One last security concern is protecting the cloud user against the provider. The provider will by definition control the "bottom layer" of the software stack, which effectively circumvents most known security techniques. Absent radical changes in security technology, we expect that users will use contracts and courts, rather than clever security engineering, to guard against provider malfeasence. The one important exception is the risk of inadvertent data loss. It's hard to imagine Amazon spying on the contents of virtual machine memory; it's easy to imagine a hard disk being disposed of without being wiped, or a permissions bug making data visible improperly.

There's an obvious defense, namely user-level encryption of storage. This is already common for high-value data outside the cloud, and both tools and expertise are readily available. The catch is that key management is still challenging: users would need to be careful that the keys are never stored on permanent storage or handled improperly. Providers could make this simpler by exposing APIs for things like curtained memory or security sensive storage that should never be paged out.

[1] Indeed, even correct VM environments can allow the virtualized software to "escape" in the presence of hardware errors. See Sudhakar Govindavajhala and Andrew W. Appel, Using Memory Errors to Attack a Virtual Machine. 2003 IEEE Symposium on Security and Privacy, pp. 154-165, May 2003.

Monday, April 20, 2009

Cloud computing, law enforcement and business continuity

In our Above The Clouds white paper, we identified various obstacles to the growth of Cloud Computing including data conﬁdentiality and auditability as well as business continuity in the event of an outage at the cloud vendor.

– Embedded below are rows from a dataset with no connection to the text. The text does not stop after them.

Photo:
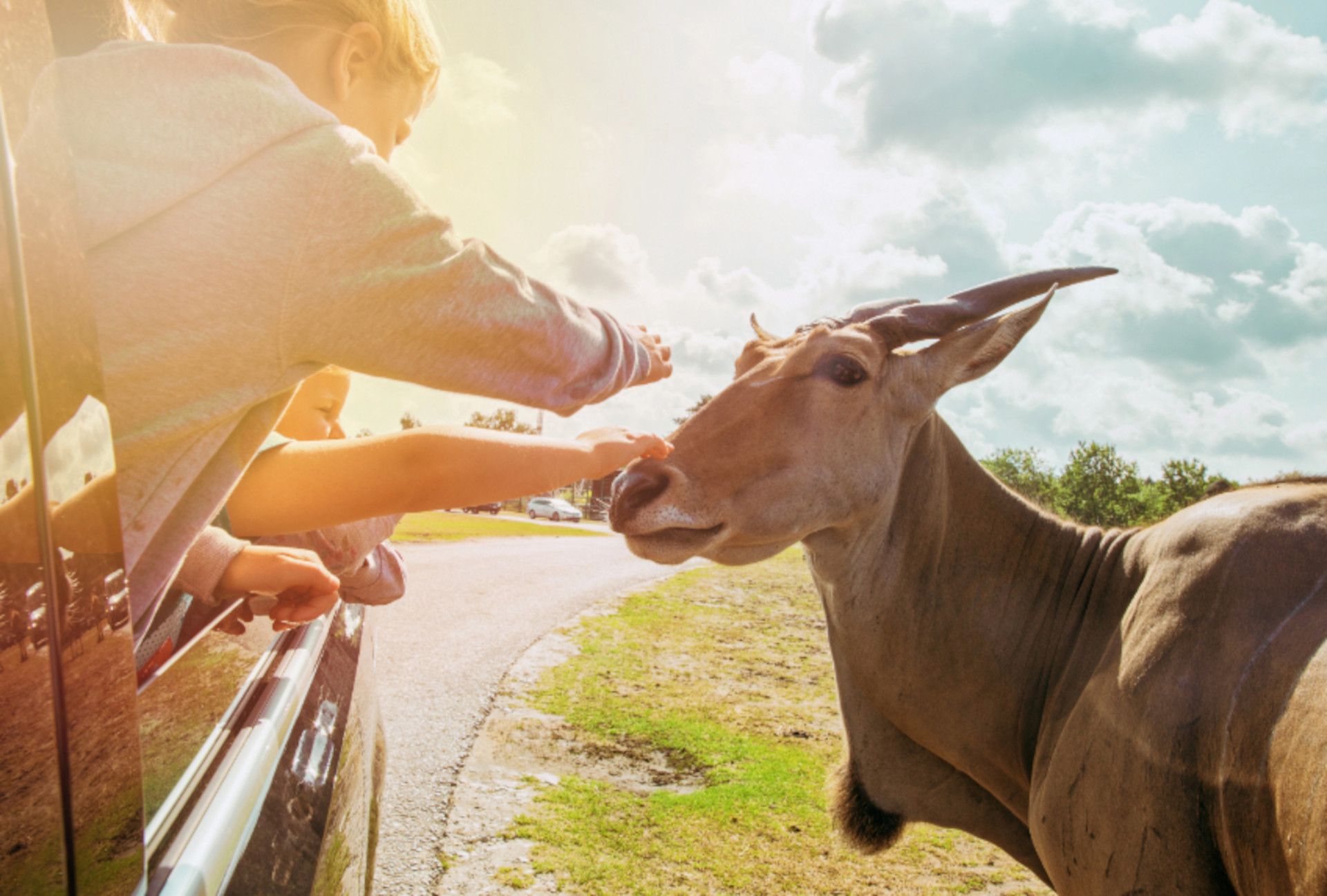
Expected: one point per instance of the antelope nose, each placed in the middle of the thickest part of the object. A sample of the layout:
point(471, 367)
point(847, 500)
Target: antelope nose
point(634, 489)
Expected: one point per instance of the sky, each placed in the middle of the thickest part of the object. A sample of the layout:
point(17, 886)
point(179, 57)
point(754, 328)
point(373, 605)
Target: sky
point(685, 164)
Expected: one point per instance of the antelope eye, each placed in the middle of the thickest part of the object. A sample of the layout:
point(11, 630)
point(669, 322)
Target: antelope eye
point(843, 370)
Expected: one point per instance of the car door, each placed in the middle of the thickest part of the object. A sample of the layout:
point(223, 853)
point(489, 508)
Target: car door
point(209, 764)
point(70, 789)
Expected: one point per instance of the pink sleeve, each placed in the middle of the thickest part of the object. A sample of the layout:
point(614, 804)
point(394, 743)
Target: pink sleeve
point(388, 288)
point(380, 580)
point(206, 562)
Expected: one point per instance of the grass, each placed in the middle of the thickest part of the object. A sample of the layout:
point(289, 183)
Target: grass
point(457, 526)
point(178, 712)
point(726, 672)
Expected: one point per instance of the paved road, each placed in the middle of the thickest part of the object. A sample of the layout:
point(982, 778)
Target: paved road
point(471, 609)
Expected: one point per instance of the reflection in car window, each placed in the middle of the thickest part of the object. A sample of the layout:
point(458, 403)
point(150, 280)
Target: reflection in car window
point(182, 707)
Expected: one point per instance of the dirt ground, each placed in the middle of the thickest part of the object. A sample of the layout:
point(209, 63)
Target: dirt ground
point(518, 752)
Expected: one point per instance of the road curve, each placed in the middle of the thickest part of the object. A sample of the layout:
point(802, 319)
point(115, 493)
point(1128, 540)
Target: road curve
point(470, 610)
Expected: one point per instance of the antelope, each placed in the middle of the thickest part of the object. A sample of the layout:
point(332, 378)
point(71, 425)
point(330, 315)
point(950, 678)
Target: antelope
point(1136, 711)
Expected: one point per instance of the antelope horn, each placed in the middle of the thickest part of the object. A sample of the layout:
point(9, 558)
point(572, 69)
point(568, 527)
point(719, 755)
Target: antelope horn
point(859, 314)
point(761, 332)
point(933, 320)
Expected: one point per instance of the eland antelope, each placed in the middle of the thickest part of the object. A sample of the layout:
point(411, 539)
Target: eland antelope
point(1124, 712)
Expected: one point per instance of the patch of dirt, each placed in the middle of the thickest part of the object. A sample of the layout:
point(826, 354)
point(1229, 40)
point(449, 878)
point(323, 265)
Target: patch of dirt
point(519, 750)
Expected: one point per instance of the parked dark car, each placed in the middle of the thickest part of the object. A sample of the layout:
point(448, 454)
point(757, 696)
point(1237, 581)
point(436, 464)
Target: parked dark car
point(235, 764)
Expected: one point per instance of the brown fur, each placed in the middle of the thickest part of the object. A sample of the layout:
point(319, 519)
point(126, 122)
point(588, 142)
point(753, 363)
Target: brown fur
point(867, 828)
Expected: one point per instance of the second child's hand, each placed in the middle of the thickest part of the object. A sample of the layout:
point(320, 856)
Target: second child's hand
point(614, 447)
point(661, 356)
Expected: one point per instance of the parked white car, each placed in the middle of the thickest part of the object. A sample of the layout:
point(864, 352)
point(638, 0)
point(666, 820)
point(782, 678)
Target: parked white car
point(554, 509)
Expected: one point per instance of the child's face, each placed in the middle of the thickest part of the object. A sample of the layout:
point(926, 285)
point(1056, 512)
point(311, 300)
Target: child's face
point(315, 410)
point(343, 72)
point(384, 111)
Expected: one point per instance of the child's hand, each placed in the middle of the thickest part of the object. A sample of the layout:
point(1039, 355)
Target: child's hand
point(297, 577)
point(660, 354)
point(616, 447)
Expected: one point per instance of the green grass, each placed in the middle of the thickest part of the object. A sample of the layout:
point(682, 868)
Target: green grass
point(458, 526)
point(726, 672)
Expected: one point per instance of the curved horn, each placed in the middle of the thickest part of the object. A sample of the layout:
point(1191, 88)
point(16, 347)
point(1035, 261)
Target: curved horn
point(860, 314)
point(761, 332)
point(934, 320)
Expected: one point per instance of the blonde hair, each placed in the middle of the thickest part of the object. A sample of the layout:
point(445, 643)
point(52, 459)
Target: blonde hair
point(409, 41)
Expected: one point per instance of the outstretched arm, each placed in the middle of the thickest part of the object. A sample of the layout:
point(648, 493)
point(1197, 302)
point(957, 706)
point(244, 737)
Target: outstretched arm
point(315, 484)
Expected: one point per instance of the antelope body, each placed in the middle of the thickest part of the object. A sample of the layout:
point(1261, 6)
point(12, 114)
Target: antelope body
point(1123, 712)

Recently, a colocation facility owned by Core IP Networks LLC was raided by the FBI and the entire datacenter was shut down. "Millions of dollars' worth" of computers, many owned by other companies colocated in the datacenter that had no connection to the companies being investigated by the FBI, were confiscated and those sites went offline. Some of the companies subsequently went out of business. Spreading one's cloud application over multiple physical datacenters may protect against natural disasters, but if those datacenters are all operated by a single provider or in a single jurisdiction, customers might still be exposed to other business continuity disruptions such as this one.

Core IP Networks' CEO, Matthew Simpson, posted a letter to inform customers of the situation as well as to voice concern over the unfairness of the FBI's operation to many of the innocent "bystander" customers who suffered service outages as a result. His letter concludes: "If you run a datacenter, please be aware that in our great country, the FBI can come into your place of business at any time and take whatever they want, with no reason." Indeed, noted technologist and technology blogger James Urquhart wonders whether the U.S. legal system will be a hindrance to cloud computing adoption.

The problem is hardly unique to the United States. The massive government-initiated shutdowns of Swedish ISP's used by the Pirate Bay, a group being investigated for trafficking in copyrighted digital media, similarly resulted in unexpected downtime for many companies unrelated to the Pirate Bay but who had the misfortune to be housed in the same facility.

These incidents also illustrate what we called reputation fate sharing in the paper: the behavior of a single cloud customer can affect the reputation of other customers, perhaps to the extreme degree that computers belong to innocent bystanders are seized.